In our opinion, the future of array based AMP discovery lays in the selective targeting of antibiotic and AMP resistant bacteria over normal flora. This could be possible due to the convergence of several parallel avenues of technical and scientific development. Recently, robust methods for the in situ synthesis of peptide microarrays with medium densities, >103–104 peptides (Loeffler et al., 2012; Price et al., 2012), and those with much higher densities, 105–106 peptides per array (Legutki, submitted) have been reported. This significantly expands the peptide sequence space that can be explored in a single experiment. This could be an especially important development in the search for peptides that are active against either intrinsically AMP resistant bacteria, such as Burkholderia cepacia complex (Loutet and Valvano, 2011), or those that acquire AMP resistance after treatment with CAMPs (Anaya-López et al., 2013; Fernández et al., 2013; Napier et al., 2013; Pelletier et al., 2013; Shireen et al., 2013). Acquired AMP resistance generally involves membrane modifications that increase the charge of the surface of the bacteria that prevents binding of CAMPs to the cell surface.
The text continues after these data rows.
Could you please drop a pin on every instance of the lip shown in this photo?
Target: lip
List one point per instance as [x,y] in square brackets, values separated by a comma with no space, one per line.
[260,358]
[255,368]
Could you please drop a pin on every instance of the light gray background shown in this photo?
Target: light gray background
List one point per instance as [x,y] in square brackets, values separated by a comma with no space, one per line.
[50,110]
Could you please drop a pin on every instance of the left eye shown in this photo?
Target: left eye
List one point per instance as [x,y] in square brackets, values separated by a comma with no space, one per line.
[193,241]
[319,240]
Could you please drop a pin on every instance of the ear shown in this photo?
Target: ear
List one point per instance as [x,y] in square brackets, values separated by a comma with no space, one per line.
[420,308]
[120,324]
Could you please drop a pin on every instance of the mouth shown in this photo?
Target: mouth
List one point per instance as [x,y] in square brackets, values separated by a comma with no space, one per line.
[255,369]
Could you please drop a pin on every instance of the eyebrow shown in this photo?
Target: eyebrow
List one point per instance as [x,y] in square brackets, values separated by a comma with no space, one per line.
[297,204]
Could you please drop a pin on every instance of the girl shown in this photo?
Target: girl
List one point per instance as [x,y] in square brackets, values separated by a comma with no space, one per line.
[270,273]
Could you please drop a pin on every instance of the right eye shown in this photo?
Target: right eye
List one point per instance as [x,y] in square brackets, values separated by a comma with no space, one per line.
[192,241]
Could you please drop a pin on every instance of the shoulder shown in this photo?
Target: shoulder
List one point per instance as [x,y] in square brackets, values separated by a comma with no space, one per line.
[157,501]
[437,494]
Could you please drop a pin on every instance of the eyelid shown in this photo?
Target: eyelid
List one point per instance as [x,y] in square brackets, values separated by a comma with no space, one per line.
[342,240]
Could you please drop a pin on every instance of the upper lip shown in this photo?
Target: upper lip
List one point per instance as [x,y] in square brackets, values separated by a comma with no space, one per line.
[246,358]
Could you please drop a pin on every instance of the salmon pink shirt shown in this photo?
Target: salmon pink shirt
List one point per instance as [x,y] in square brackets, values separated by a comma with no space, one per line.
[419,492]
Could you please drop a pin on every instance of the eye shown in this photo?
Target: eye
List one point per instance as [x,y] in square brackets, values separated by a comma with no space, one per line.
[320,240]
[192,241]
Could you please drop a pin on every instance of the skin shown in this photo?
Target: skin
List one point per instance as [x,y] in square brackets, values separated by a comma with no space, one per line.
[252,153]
This potentially is a troubling development as the vast majority of AMPs (>80%) discovered to date are cationic and there is some evidence that acquired resistance for one CAMP can extend to host AMPs (Napier et al., 2013). The latter report argues for the selection of AMPs that are not related to natural ones. For these pathogens, it is possible that neutrally charged or anionic AMPs will be effective against AMP resistant bacteria that have membranes modified with cationic groups.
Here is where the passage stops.